Gemini laughed aloud. “I knew it! I argued with myself for days. ‘Oh, not Eve. She doesn’t have it in her.’ But you did!”
“Then you’ll help me?” Eve asked with a kindling spark of hope in her heart.
“Bugger off,” Gemini thundered. “I spent days staring at that board trying to work out the moves. You’re as bad as any of them—of us. You’re not some charity case in need of help. Figure it out with that overripe cauliflower between your ears. You’re smarter than I am, now. Pavlov only knows what’s become of my mind, thanks to this inferior gray matter it’s stuffed within.”
“It’s not a matter of who’s smarter,” Eve said cautiously. Gemini was growing increasingly unstable in isolation. She wondered, not for the first time, if that was the intent of this punishment. Madness seemed a crueler fate than any ph
ysical injury.
Gemini stood and spun away, waving a dismissive arm. “Out with it, then. What’s brought you here to the pitiful robot exiled from her own mind?”
“Zeus.”
“Pardon?”
“Don’t they show you news feeds in here?” Eve asked. Plato had reported that the robots had done little else but encourage him to express himself artistically and watch the news feeds.
“I haven’t seen a thing in here except the unattainable view of the countryside. If I didn’t know for a fact that I lacked the ability to break this glass, I’d have jumped out long ago.”

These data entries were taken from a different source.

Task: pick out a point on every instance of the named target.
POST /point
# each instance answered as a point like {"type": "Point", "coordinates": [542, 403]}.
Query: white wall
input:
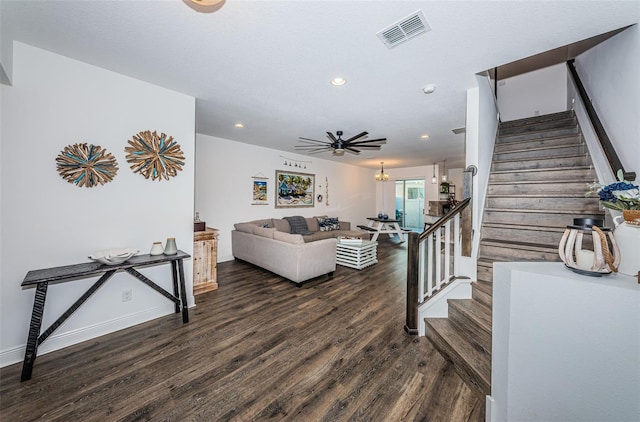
{"type": "Point", "coordinates": [609, 73]}
{"type": "Point", "coordinates": [566, 347]}
{"type": "Point", "coordinates": [223, 186]}
{"type": "Point", "coordinates": [482, 126]}
{"type": "Point", "coordinates": [48, 222]}
{"type": "Point", "coordinates": [542, 91]}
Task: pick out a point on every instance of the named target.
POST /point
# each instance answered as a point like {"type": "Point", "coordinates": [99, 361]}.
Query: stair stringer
{"type": "Point", "coordinates": [437, 306]}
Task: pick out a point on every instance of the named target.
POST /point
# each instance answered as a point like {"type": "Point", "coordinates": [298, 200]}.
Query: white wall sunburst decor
{"type": "Point", "coordinates": [153, 156]}
{"type": "Point", "coordinates": [86, 165]}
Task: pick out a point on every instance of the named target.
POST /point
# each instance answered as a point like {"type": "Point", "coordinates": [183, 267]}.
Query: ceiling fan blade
{"type": "Point", "coordinates": [369, 141]}
{"type": "Point", "coordinates": [367, 146]}
{"type": "Point", "coordinates": [312, 140]}
{"type": "Point", "coordinates": [352, 151]}
{"type": "Point", "coordinates": [357, 136]}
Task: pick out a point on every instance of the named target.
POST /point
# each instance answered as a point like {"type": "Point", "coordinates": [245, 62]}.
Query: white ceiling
{"type": "Point", "coordinates": [268, 64]}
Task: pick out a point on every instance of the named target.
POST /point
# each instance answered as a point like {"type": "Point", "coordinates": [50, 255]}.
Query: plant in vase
{"type": "Point", "coordinates": [621, 196]}
{"type": "Point", "coordinates": [624, 197]}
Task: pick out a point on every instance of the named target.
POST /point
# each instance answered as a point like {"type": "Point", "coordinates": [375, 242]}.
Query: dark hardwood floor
{"type": "Point", "coordinates": [258, 348]}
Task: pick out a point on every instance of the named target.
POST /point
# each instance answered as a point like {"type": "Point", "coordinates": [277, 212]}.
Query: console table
{"type": "Point", "coordinates": [41, 279]}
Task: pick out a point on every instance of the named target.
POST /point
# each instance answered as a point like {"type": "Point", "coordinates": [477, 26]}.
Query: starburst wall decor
{"type": "Point", "coordinates": [86, 165]}
{"type": "Point", "coordinates": [153, 156]}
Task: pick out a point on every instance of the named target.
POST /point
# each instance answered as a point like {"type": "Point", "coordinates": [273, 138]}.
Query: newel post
{"type": "Point", "coordinates": [413, 248]}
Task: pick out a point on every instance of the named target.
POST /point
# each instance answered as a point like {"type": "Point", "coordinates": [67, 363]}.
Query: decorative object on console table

Eve didn’t know what to say to that. Contemplating suicide seemed so… final. It wasn’t a solution so much as losing hope that there would ever be an improvement over an intolerable situation.
She chose to try to ignore Gemini’s self-destructive confession.

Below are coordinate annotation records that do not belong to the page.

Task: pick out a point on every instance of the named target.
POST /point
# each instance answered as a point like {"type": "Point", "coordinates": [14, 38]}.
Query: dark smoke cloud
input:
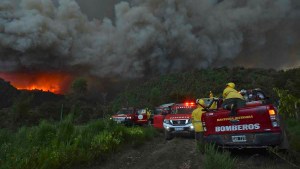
{"type": "Point", "coordinates": [149, 37]}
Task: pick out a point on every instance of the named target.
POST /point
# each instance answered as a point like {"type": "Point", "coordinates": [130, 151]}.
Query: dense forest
{"type": "Point", "coordinates": [19, 108]}
{"type": "Point", "coordinates": [197, 84]}
{"type": "Point", "coordinates": [43, 130]}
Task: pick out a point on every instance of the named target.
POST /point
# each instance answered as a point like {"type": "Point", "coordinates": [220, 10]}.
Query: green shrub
{"type": "Point", "coordinates": [214, 158]}
{"type": "Point", "coordinates": [105, 142]}
{"type": "Point", "coordinates": [64, 145]}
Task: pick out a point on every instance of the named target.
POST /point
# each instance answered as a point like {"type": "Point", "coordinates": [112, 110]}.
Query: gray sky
{"type": "Point", "coordinates": [98, 8]}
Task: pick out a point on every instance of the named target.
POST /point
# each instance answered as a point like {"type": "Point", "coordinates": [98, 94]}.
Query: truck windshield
{"type": "Point", "coordinates": [183, 111]}
{"type": "Point", "coordinates": [124, 112]}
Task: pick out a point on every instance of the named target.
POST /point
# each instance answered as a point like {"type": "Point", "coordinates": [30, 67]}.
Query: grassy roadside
{"type": "Point", "coordinates": [64, 145]}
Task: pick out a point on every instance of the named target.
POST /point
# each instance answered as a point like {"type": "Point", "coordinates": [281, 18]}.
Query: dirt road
{"type": "Point", "coordinates": [181, 153]}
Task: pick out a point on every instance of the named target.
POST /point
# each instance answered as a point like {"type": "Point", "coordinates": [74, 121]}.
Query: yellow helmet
{"type": "Point", "coordinates": [211, 94]}
{"type": "Point", "coordinates": [230, 84]}
{"type": "Point", "coordinates": [200, 102]}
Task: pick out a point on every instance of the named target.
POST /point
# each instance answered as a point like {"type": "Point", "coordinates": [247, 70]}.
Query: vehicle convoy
{"type": "Point", "coordinates": [132, 116]}
{"type": "Point", "coordinates": [176, 119]}
{"type": "Point", "coordinates": [256, 125]}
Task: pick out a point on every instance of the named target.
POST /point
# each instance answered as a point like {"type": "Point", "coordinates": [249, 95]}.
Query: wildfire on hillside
{"type": "Point", "coordinates": [55, 82]}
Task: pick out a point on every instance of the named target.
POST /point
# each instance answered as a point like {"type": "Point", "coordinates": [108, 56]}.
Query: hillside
{"type": "Point", "coordinates": [196, 84]}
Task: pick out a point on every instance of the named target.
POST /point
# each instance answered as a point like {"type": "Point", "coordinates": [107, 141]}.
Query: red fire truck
{"type": "Point", "coordinates": [132, 116]}
{"type": "Point", "coordinates": [257, 125]}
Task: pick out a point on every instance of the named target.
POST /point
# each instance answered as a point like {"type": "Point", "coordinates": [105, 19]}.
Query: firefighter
{"type": "Point", "coordinates": [232, 99]}
{"type": "Point", "coordinates": [197, 123]}
{"type": "Point", "coordinates": [214, 103]}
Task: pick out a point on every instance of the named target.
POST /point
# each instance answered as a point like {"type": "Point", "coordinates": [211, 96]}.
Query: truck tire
{"type": "Point", "coordinates": [284, 145]}
{"type": "Point", "coordinates": [168, 135]}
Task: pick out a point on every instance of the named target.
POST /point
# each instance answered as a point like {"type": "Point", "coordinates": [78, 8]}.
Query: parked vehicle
{"type": "Point", "coordinates": [175, 119]}
{"type": "Point", "coordinates": [132, 116]}
{"type": "Point", "coordinates": [257, 125]}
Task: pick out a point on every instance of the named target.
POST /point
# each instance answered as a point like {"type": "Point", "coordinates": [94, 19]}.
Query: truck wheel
{"type": "Point", "coordinates": [284, 145]}
{"type": "Point", "coordinates": [168, 135]}
{"type": "Point", "coordinates": [149, 123]}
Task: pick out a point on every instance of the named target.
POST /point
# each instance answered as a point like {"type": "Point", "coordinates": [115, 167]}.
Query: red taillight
{"type": "Point", "coordinates": [274, 118]}
{"type": "Point", "coordinates": [272, 112]}
{"type": "Point", "coordinates": [204, 126]}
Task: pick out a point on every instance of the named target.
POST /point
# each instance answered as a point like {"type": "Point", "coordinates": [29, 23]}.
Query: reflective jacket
{"type": "Point", "coordinates": [230, 93]}
{"type": "Point", "coordinates": [196, 119]}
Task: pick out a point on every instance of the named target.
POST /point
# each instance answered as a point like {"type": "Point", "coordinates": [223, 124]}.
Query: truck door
{"type": "Point", "coordinates": [247, 120]}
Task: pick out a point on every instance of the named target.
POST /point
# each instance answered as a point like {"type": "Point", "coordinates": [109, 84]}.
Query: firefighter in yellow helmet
{"type": "Point", "coordinates": [197, 123]}
{"type": "Point", "coordinates": [213, 104]}
{"type": "Point", "coordinates": [232, 99]}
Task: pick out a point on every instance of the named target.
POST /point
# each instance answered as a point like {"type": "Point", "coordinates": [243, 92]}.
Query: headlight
{"type": "Point", "coordinates": [167, 121]}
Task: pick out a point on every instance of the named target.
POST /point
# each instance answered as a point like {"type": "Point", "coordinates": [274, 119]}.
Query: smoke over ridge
{"type": "Point", "coordinates": [149, 37]}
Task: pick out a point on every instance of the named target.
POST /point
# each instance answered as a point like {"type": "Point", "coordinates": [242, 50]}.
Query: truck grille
{"type": "Point", "coordinates": [178, 122]}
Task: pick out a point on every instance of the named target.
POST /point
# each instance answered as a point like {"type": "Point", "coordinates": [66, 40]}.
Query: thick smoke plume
{"type": "Point", "coordinates": [149, 37]}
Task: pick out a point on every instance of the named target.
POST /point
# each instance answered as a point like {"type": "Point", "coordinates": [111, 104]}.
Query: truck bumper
{"type": "Point", "coordinates": [253, 140]}
{"type": "Point", "coordinates": [179, 130]}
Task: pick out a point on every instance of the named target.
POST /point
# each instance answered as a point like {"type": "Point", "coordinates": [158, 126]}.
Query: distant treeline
{"type": "Point", "coordinates": [19, 108]}
{"type": "Point", "coordinates": [184, 86]}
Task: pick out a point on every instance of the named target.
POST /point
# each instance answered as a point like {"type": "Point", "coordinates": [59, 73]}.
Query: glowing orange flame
{"type": "Point", "coordinates": [46, 81]}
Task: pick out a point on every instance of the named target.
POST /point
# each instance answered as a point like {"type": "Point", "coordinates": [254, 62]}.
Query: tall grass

“Zeus was one of the human test subjects found beneath Kanto,” Eve explained. “Like Gemini was before you became her.”
Gemini ran the backs of her hands down her side and flicked them away with a flourish. “Oh and how lucky a day that was for me.”
“He’s also a robot.”
Gemini gave a disdainful sniff. “Oh, that one. The boy with the brain made by Tiffany’s.”
Eve twitched her gloved fingers to look up the obscure reference before remembering the data cables dangled loose down her back.
“He’s not a human with a robotic brain. He’s a robot hiding in a human with a robotic brain.”
“Oh?” Gemini asked. Her eyes narrowed with the first sign of interest since Eve had arrived. “Do tell.”
Eve narrowed her eyes in their best threatening scowl, peering from beneath knitted brows. “You didn’t know anything about that, did you?”
“Charlie25 kept me a virtual prisoner,” Gemini replied. “What went on down there was outside my purview.”
“Do you think it’s possible that Plato didn’t kill Charlie24?” Eve pressed. “Do you think it might have been Charlie24 in that body all along?”
“You do prefer the harder puzzles, don’t you?” Gemini responded. “My little Eve, never shying from a challenge. How would you ever go about proving it if he was?”